At that point, the trend is recognized and now a better-funded group follows. This is what they call “the smart money”. These include institutional investors, with big wallets, and who usually know where to put their capital to work. Eventually, these folks also get their reward, and also pull out.
Then the “late adopters” or the “dumb money” comes in. Some times, these are the people that get stuck with their investment when the smart money guys pull the rug from under their feet.
You may have seen that technology adoption also follows a similar pattern and you may have also picked up on the trend of me talking more and more about Exponential trends. This is a topic that I have become increasingly interested in.
This topic used to be the exclusive area of visionary futurists like Peter Diamandis, founder of the XPrize and Singular University, and Salim Ismail, former Chief Innovation Officer for Yahoo and founder of Open ExO.
But lately, another trend has been developing. Last week, I heard, not one, but TWO hedge fund managers talking either about “The Exponential Age” or the “Age of Abundance”.
In my experience, when the hedge funds start rattling on something, it is time to pay attention, it may be fairly close.

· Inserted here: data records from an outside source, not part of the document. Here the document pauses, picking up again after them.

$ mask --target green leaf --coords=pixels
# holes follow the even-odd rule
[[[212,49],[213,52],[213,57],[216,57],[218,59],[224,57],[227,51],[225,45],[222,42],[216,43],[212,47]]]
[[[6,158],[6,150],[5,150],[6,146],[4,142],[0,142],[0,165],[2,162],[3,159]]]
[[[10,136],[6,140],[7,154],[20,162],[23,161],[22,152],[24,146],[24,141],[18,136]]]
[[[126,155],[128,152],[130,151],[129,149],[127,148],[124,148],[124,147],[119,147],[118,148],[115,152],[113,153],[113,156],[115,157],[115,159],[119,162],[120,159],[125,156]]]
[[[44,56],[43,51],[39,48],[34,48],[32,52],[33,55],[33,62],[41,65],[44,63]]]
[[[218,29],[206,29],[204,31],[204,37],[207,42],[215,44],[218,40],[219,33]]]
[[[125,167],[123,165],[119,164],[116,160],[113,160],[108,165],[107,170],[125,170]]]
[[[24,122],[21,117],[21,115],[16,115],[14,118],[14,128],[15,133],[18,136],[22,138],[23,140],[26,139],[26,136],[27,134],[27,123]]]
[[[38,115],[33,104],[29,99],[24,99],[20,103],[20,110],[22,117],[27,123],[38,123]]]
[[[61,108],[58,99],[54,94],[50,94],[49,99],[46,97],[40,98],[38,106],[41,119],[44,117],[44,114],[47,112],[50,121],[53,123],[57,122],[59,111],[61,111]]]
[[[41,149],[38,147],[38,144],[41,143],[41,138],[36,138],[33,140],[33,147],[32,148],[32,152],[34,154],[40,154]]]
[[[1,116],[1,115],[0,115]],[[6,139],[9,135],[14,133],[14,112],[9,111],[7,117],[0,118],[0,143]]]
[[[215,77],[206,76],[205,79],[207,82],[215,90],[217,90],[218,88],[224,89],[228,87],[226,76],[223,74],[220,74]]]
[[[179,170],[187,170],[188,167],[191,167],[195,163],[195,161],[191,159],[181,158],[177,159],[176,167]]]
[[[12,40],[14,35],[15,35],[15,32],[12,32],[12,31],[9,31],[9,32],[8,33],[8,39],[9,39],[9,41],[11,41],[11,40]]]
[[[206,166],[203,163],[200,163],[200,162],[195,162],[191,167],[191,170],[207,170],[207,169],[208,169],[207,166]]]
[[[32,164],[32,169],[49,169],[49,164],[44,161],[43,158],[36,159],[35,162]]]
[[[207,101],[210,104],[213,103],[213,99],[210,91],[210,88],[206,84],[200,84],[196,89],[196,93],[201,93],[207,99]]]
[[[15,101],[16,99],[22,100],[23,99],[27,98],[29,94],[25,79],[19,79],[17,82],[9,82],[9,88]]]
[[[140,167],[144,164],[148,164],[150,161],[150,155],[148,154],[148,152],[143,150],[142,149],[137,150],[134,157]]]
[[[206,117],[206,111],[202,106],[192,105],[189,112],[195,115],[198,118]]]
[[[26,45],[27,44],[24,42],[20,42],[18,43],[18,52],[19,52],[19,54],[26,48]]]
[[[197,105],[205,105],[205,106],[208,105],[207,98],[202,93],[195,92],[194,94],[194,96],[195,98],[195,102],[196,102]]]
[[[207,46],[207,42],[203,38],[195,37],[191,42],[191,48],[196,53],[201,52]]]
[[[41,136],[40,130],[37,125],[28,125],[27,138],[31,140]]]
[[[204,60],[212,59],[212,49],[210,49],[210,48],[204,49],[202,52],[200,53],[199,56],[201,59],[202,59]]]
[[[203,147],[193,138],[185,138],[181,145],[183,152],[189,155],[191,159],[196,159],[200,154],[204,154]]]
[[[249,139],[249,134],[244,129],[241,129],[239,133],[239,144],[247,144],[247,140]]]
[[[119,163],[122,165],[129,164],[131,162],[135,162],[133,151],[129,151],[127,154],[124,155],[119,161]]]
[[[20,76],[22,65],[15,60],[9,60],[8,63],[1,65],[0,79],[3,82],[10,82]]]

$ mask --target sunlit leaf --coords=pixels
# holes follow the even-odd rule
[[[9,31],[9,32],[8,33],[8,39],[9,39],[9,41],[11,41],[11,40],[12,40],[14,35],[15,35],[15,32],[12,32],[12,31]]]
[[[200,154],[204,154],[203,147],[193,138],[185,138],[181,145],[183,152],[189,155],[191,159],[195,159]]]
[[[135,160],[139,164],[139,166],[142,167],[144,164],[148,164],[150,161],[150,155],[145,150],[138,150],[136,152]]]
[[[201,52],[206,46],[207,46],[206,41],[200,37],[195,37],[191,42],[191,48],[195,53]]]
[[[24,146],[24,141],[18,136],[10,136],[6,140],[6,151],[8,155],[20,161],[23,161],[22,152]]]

If you are interested in getting the details on these, checkout these two videos:
Raoul Pál – Former Goldman Sachs executive and founder and CEO of Real Vision
Jordi Visser, president and CIO of Weiss Multi-Strategy Advisers, interviewing tech visionary, Sultan Meghji, CEO and co-founder of Frontier Foundry
TLDR;
The world is about to shift. Again. Some technologies that are coming down the pike will deliver a shift as big as the splitting of the atom. Some resources are about to become very abundant, and the world will shift from offering scarce resources, to managing abundance.